Tubbs in 1906 started offering wood snowshoes with laced rawhide decking, and eight years ago introduced metal-framed shoes with a thermoplastic sheet decking made of nylon 12. In 1996 it brought out models with PVC-coated nylon decking, but plans to replace the PVC-coated shoes with the new RIM products, which Kiniry described as ``twice the shoe.''
Milfoam President Doug Pfenninger said, ``What's really neat about it is the utilization of RIM [polyurethane] as a membrane,'' which improved all the necessary properties of a snowshoe while adding structural strength. ``You really couldn't mold this product at these wall thicknesses with any other process other than RIM.''
But the real production savings come in reduced post-molding and assembly operations. The Tubbs snowshoes with thermoplastic decking require insertion of some 15-20 rivets to attach the die-cut sheet to the aluminum frame. Use of Bayer Corp.'s Bayflex 110-25 elastomeric urethane RIM system to encapsulate most of the frame in a single, 15-second shot, eliminates the need for those rivets.
``One of our goals was to cut the labor required to produce a snowshoe,'' said Tubbs research and development engineer Francis Mahoney.
Each new RIM shoe requires only 15-20 minutes of hand finishing, compared with the hour needed for riveted models.
The only negative is that, at 5.1 pounds per pair, the shoes are a couple pounds heavier than their predecessor, Kiniry said. Though this is a bigger issue in consumer perception than in performance, he said, ``We need to find ways, working with Bayer, to use fillers to get the weight down.''
Milfoam inserts the tubular aluminum frame into a machined aluminum mold, and shoots the liquid PU into the mold where it quickly cures into wall thicknesses of three-quarters of an inch down to 0.115 inch. The toe axle, a drawn aluminum alloy, is molded into the urethane, as are the tirelike treads on the bottom of the snowshoe.
At full production, which began last November, Milfoam can do about 140 shots in an eight-hour shift, said Pfenninger, whose 40-employee firm generates about $2 million in sales annually.
Mahoney said Tubbs has applied for a patent on the encapsulation process as it relates to this product.

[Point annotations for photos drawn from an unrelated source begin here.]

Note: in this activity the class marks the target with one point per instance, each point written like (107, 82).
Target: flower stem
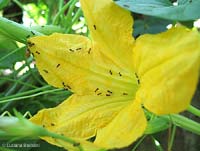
(66, 139)
(185, 123)
(194, 110)
(172, 136)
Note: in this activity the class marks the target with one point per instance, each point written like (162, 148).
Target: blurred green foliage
(22, 87)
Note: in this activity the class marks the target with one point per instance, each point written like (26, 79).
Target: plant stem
(172, 136)
(58, 136)
(194, 110)
(65, 7)
(185, 123)
(138, 143)
(16, 31)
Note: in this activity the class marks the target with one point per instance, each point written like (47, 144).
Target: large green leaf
(184, 11)
(9, 52)
(4, 3)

The biggest production challenge, meanwhile, had to do with lack of uniformity of the tubular frames. ``We went through two or three sources, and ended up with a source in Canada,'' Pfenninger said, noting that the nominal thicknesses of the PU material offer virtually no margin for variation in the specifications of the bent frame.
Once the molding cycle is done, Tubbs has only to add the binding assembly with four rivets and brand the shoe using hot stamping.
Among Tubbs' objectives for this product were long-term durability and flexibility at very low temperatures.
Engineer Mahoney had his own, unique methods for testing the products for these properties. For one, he strapped 20-pound weights onto four different showshoe models and dragged them behind his pickup truck for a mile over Vermont's gravel roads. The Trekker PU shoe proved the most durable by far.
Then, to test the urethane's low-temperature performance, Mahoney stashed some Trekker snowshoes in freezers for three days at minus 40° F, then beat on them with a hammer. They passed the test.
Plastics News, in conjunction with the Great Falls, Va.-based Industrial Designers Society of America, sponsored the new award, which is to be presented annually at the Structural Plastics Division meeting. The award, featuring interlocking arches of clear, cast plastic and anodized, machined aluminum on a laser-etched aluminum base, was manufactured by General Pattern Inc. of Blaine, Minn.